Study finds 69 percent of US embassies use Twitter
The majority of U.S. embassies now use Twitter, a sign of the aggressive push by the State Department to bring diplomacy into the social media age.
According to a new analysis from the Sunlight Foundation, 121 U.S. embassies have Twitter accounts and 54 do not. The study, conducted through March 2012, was released about year after the State Department began a concerted effort to shift digital resources into social media. The State Department abandoned static websites in favor of platforms such as Facebook and Twitter last year and began sending packets of approved communication overseas composed of suggested photos, tweets, posts and discussion points.
The survey also noted that many embassies tweet in the language of their country. The State Department last year began regularly translating content pushed to embassies into six major languages, including Arabic, French, Spanish, Russian and Chinese.
The transparency watchdog also compared its findings to rankings for the relative level of freedom in other countries done by Freedom House.
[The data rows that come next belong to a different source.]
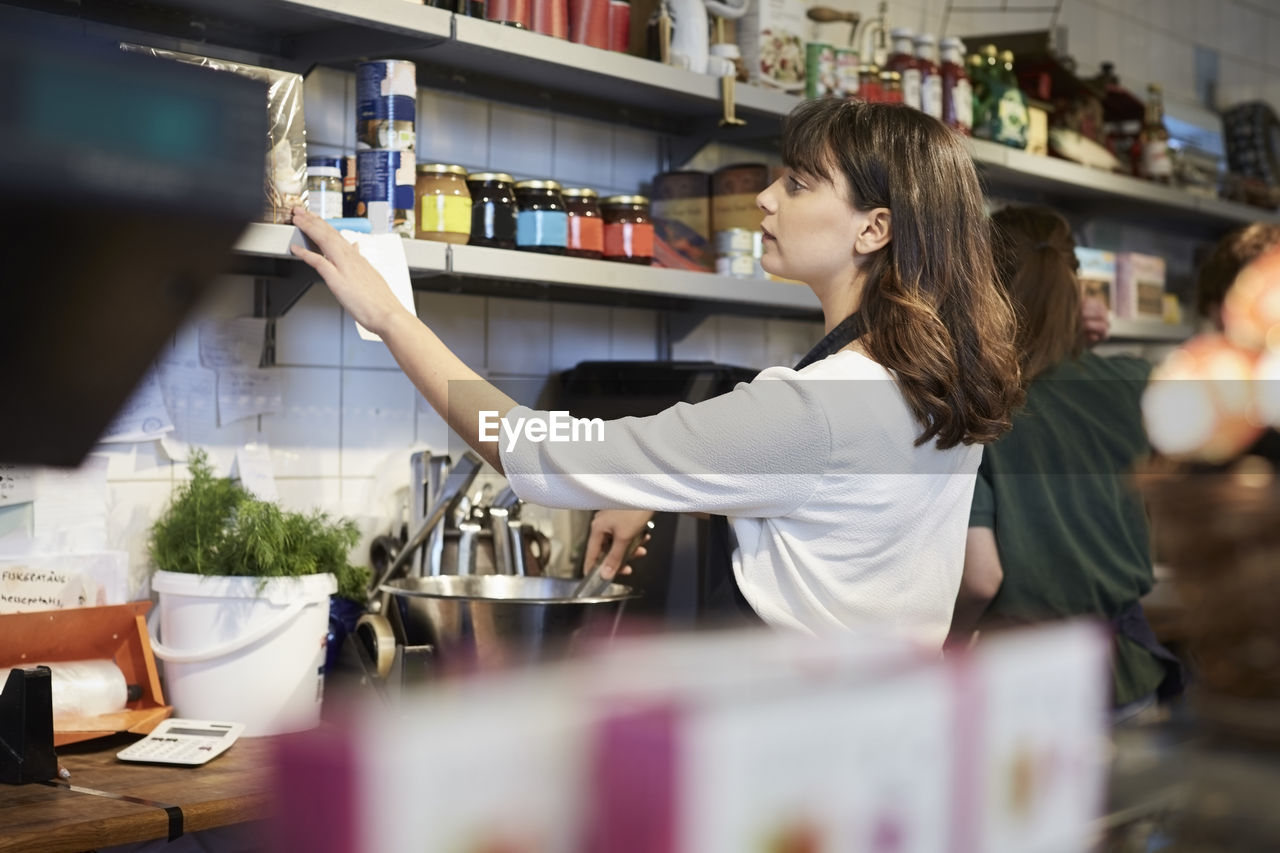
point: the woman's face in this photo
(809, 229)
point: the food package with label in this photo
(1139, 287)
(1097, 274)
(1032, 714)
(286, 181)
(772, 36)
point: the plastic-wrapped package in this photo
(286, 183)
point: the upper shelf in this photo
(496, 272)
(489, 59)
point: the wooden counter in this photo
(40, 819)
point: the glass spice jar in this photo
(542, 223)
(585, 224)
(324, 187)
(493, 209)
(627, 229)
(443, 203)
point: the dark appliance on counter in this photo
(672, 576)
(126, 182)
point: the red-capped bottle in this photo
(956, 87)
(903, 60)
(931, 76)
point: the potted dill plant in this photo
(243, 602)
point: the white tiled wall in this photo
(350, 418)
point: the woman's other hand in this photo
(357, 286)
(1095, 320)
(613, 529)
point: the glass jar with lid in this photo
(443, 203)
(493, 209)
(324, 187)
(627, 229)
(585, 224)
(542, 223)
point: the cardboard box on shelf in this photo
(1139, 286)
(1097, 274)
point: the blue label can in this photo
(385, 105)
(385, 190)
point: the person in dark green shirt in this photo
(1056, 528)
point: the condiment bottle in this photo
(956, 89)
(891, 87)
(903, 60)
(443, 203)
(542, 224)
(324, 187)
(627, 229)
(585, 223)
(493, 209)
(868, 83)
(1155, 160)
(931, 78)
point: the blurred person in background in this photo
(1056, 530)
(1232, 254)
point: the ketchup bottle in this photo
(903, 60)
(931, 80)
(956, 89)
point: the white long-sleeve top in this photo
(840, 519)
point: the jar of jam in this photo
(542, 224)
(443, 203)
(493, 209)
(627, 229)
(585, 226)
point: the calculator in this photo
(183, 742)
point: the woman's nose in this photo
(764, 201)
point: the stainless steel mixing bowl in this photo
(487, 621)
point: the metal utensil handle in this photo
(457, 483)
(594, 583)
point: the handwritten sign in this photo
(17, 484)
Twitter has often been cited as a mark of freedom and has been used as a tool by rebel citizens under oppressive regimes to help organize an uprising. The Obama administration indicated its intention to take digital suppression seriously last month with an executive order authorizing sanctions and visa bans against those abusing human rights through information technology such as cellphone tracking or Internet monitoring.
The Sunlight Foundation found what analysts described as a “weak correlation” between embassies that tweet and the level of freedom ranked by Freedom House.